Building Bridges with Love!
An old Welsh proverb says, "He that would be a leader must be a bridge." Jesus said, "Whoever wishes to become great among you shall be your servant" (Matthew 20.26). When I engage in intercessory prayer, I fulfill both these statements. Not that I become great or even a leader, but I serve my brothers and sisters through prayer and build a bridge. You see, it begins by recognizing the importance of others, the value of their needs over my own. One of the most important features of intercession is its other-centeredness. In Philippians 2.3, the Apostle Paul says for us to "do nothing from selfishness or empty conceit, but with humility of mind let each of you regard one another as more important than himself." Then, he encourages us to think the way Jesus thinks, by adding these words, "Do not merely look out for your own personal interests, but also for the interests of others." (vs. 4). Through intercession we extend our influence into the lives of others. We not only serve them in ways none of us could even imagine, but we also build bridges that link their needs with our Father's resources.

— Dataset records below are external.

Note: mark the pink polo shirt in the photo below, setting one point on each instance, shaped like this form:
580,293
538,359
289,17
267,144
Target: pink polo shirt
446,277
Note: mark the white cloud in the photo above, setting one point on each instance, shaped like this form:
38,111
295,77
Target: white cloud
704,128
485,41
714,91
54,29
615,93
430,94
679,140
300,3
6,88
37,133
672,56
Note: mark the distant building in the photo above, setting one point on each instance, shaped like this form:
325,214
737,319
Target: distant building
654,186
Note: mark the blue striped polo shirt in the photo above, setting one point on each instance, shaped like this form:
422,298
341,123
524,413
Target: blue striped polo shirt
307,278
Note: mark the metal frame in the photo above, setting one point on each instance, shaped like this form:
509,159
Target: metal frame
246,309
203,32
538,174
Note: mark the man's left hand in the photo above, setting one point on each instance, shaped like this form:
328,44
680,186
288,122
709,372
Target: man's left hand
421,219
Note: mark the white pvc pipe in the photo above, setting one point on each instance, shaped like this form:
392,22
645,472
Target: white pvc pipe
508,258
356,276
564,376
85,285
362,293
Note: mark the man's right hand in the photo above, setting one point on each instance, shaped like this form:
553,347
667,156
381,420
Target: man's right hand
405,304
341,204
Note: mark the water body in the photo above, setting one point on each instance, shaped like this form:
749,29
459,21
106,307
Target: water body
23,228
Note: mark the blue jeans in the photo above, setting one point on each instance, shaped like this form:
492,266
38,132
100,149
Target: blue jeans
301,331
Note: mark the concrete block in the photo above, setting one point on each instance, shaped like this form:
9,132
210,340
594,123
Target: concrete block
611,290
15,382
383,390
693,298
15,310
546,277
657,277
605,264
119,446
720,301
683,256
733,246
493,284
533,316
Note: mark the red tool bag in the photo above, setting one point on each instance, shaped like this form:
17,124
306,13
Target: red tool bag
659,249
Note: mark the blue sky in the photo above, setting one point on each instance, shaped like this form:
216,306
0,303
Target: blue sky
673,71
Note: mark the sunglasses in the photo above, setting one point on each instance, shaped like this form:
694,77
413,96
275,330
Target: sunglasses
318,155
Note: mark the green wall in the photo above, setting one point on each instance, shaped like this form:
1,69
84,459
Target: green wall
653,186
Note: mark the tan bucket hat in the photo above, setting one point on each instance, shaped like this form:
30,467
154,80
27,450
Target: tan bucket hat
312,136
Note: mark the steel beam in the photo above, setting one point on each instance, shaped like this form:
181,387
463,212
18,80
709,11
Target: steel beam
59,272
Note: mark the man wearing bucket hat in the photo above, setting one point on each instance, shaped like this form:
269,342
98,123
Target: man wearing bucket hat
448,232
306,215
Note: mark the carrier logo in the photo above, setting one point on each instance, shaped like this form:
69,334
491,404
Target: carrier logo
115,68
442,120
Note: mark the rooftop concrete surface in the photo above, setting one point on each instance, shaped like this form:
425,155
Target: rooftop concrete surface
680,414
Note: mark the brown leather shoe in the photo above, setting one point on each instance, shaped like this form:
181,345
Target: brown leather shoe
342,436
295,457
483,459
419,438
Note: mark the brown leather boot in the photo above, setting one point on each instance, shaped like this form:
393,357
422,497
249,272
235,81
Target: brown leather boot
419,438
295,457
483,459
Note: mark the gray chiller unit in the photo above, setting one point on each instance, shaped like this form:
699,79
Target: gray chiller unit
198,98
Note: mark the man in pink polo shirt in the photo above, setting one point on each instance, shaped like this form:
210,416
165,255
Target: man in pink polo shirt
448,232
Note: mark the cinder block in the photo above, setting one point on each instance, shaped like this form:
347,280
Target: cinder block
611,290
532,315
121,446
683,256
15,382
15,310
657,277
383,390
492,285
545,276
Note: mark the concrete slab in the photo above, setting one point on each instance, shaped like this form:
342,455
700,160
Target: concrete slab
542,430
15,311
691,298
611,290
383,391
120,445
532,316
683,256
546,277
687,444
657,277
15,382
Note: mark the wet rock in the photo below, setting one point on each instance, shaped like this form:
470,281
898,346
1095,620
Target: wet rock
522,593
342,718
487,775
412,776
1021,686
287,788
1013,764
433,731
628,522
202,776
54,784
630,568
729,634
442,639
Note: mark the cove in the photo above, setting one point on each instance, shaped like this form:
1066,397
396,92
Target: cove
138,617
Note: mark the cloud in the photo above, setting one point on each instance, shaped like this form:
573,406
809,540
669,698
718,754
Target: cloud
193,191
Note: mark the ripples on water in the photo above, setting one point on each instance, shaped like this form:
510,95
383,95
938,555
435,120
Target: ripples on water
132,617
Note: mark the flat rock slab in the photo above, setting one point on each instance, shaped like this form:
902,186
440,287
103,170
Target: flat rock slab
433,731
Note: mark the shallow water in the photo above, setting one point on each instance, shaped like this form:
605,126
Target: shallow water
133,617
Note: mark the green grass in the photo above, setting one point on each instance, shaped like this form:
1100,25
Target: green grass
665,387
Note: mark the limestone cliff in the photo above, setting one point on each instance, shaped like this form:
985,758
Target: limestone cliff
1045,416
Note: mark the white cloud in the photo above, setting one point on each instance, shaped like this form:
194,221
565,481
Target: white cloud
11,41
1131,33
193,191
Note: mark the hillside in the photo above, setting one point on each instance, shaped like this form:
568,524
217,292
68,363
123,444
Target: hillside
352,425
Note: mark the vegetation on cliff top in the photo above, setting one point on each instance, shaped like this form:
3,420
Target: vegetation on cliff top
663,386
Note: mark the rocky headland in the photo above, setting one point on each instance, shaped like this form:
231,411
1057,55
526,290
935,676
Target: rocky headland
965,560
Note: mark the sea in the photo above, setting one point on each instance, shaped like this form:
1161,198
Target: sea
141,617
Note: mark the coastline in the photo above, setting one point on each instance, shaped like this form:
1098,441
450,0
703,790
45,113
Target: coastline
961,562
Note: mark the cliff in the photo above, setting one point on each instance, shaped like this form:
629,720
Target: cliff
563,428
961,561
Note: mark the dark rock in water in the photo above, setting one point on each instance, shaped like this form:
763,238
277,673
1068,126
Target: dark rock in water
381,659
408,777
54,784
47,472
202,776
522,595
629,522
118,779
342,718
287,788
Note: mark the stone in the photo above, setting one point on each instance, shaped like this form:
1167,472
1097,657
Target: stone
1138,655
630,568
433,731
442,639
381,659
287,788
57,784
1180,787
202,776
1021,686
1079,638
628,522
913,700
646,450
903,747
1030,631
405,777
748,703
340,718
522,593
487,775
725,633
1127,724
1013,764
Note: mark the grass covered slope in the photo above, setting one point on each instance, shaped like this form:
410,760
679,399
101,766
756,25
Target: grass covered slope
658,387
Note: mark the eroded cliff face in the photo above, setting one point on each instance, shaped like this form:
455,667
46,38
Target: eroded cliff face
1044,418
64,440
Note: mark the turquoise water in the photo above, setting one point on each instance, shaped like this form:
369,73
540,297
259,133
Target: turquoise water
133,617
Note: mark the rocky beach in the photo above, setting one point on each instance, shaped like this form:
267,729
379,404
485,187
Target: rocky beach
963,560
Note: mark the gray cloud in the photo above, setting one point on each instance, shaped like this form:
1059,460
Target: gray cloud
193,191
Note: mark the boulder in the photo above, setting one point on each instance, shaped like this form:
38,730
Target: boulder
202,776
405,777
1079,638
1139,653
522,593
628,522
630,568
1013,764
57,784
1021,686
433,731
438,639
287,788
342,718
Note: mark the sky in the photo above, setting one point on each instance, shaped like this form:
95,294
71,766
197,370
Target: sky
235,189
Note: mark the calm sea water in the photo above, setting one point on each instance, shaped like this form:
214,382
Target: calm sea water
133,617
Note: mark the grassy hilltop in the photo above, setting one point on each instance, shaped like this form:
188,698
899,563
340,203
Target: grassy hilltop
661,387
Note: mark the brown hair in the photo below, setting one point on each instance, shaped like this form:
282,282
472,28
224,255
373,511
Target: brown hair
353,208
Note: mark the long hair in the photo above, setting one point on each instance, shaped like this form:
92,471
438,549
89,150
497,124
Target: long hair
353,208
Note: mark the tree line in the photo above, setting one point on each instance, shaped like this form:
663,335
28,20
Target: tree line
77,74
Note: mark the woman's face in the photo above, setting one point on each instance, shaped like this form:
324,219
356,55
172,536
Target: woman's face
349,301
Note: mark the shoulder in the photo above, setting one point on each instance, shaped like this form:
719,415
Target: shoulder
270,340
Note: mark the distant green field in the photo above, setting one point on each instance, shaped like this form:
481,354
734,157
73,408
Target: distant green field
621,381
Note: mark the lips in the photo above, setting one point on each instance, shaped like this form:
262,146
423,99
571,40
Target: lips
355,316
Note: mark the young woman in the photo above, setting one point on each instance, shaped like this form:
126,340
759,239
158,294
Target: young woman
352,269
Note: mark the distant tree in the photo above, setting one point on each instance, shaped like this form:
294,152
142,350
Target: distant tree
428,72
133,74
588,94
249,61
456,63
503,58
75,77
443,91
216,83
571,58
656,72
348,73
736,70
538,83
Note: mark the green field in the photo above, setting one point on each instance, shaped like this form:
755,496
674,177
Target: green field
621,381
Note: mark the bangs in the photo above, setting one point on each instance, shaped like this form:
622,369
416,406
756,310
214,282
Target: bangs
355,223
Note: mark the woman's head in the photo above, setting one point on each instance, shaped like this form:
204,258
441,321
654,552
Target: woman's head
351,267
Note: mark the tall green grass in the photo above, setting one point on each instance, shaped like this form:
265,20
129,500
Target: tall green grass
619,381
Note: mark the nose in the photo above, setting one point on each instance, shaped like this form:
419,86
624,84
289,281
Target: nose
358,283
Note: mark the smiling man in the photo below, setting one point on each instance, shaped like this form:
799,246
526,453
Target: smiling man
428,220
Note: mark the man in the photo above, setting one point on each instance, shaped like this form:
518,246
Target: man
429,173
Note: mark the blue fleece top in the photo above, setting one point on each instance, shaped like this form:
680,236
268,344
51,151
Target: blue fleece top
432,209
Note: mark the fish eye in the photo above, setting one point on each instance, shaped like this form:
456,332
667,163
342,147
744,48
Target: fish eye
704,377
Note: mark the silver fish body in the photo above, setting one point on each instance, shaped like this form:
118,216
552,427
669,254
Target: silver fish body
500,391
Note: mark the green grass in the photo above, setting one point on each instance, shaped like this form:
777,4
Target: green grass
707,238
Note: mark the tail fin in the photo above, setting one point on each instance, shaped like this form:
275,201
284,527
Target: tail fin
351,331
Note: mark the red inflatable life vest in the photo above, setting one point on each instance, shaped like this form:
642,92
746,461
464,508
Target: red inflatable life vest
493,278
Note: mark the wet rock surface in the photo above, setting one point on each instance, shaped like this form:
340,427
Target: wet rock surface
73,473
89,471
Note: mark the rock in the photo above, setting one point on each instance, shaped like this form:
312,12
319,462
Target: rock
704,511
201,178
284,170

The two greatest examples of intercession in the Bible are the Lord Jesus Himself and the Holy Spirit. The prophet Isaiah tells us about Jesus's example. He said, the Lord was "numbered with the transgressors; Yet He Himself bore the sin of many, and interceded for the transgressors." (Isaiah 53.12) This is the first reference in most translations of the Bible to intercession; and the word Isaiah uses is our old friend pagha. Remember Joshua indicating that pagha meant to establish boundaries? At the time, he established the boundaries of the inheritance of Israel; in intercession, we establish boundaries of protection for our brethren. But in Isaiah, we discover a slightly different meaning. In his excellent commentary on this passage, J. Alec Motyer says, "The base meaning is 'to cause to reach' and hence 'to cause someone's plea to reach someone's ears' (to intercede)...." More specifically, through intercession, the Lord Jesus causes the needs of transgressors to reach the ears of His Father, thus building a bridge between them and God. By intercessory prayer, we become the bridge Jesus uses to link God and His people within the boundaries of their inheritance in Him. By His love and power, both we and those we pray for become stronger in Him through prayer.
In Romans 8.26, the Holy Spirit provides another example of intercession. There Paul tells us that "in the same way the Spirit also helps our weakness; for we do not know how to pray as we should, but the Spirit Himself intercedes for us with groanings too deep for words." What an example! First, He helps our weakness. What does that mean? That word "helps" translates a foot-long Greek word that essentially means "to take hold of anything with another." He takes hold of one end of our burden -- naturally the heaviest end -- and bears it with us in such a way that it is no longer a major burden. The Lord exhorts us that we should follow this example in that we should "bear one another's burdens, and thus fulfill the law of Christ" (Galatians 6.2).
But how can we intercede effectively when we don't know how to pray for each other? I recently read a story that may show how this kind of intercession could work. Two men planted olive trees in their respective fields. Later one of them prayed, "Dear Lord, my trees need water. Please send rain." Shortly came the showers. Then he prayed, "Lord, they need sunshine, too." And the Lord bathed them in sunlight. Finally, he prayed, "Lord, my trees need something to make them hardy. Please send a frost tonight." That night a frost came and killed all his trees. The next day, he went to the other man's grove only to find it flourishing. "How can this be?" he cried. The other man said, "When I prayed, I didn't ask for rain or sunshine or frost. I just said, 'Lord, You made these trees. You know what they need. Just send what is best!'" Often, that's all we can pray for our friends.
The Spirit also intercedes for us. Here the Apostle uses a Greek word not dissimilar to pagha. However, this New Testament word includes the meaning to go to someone "on behalf of another." Even though we may not know what to pray for, we fulfill the Word of God by simply taking our brother's needs in our hands and placing them before the Throne of God. Then the Holy Spirit acts as an advocate on our behalf to "plead our case" for us. Not only the Holy Spirit, but Jesus too "is at the right hand of God, who also intercedes for us" (Romans 8.34). Never before have God's people so needed the intercession of Jesus and the Holy Spirit as today. Never before have God's people so needed the mutual support of one another in intercessory prayer. Folks, not only is intercessory prayer the greatest need of the evangelical church today, but, as Warren Wiersbe reminds us, "We are never more like the Lord Jesus Christ than when we are interceding for others, because that's what He is doing in heaven today" (cp. Hebrew 7.24-25). What an example!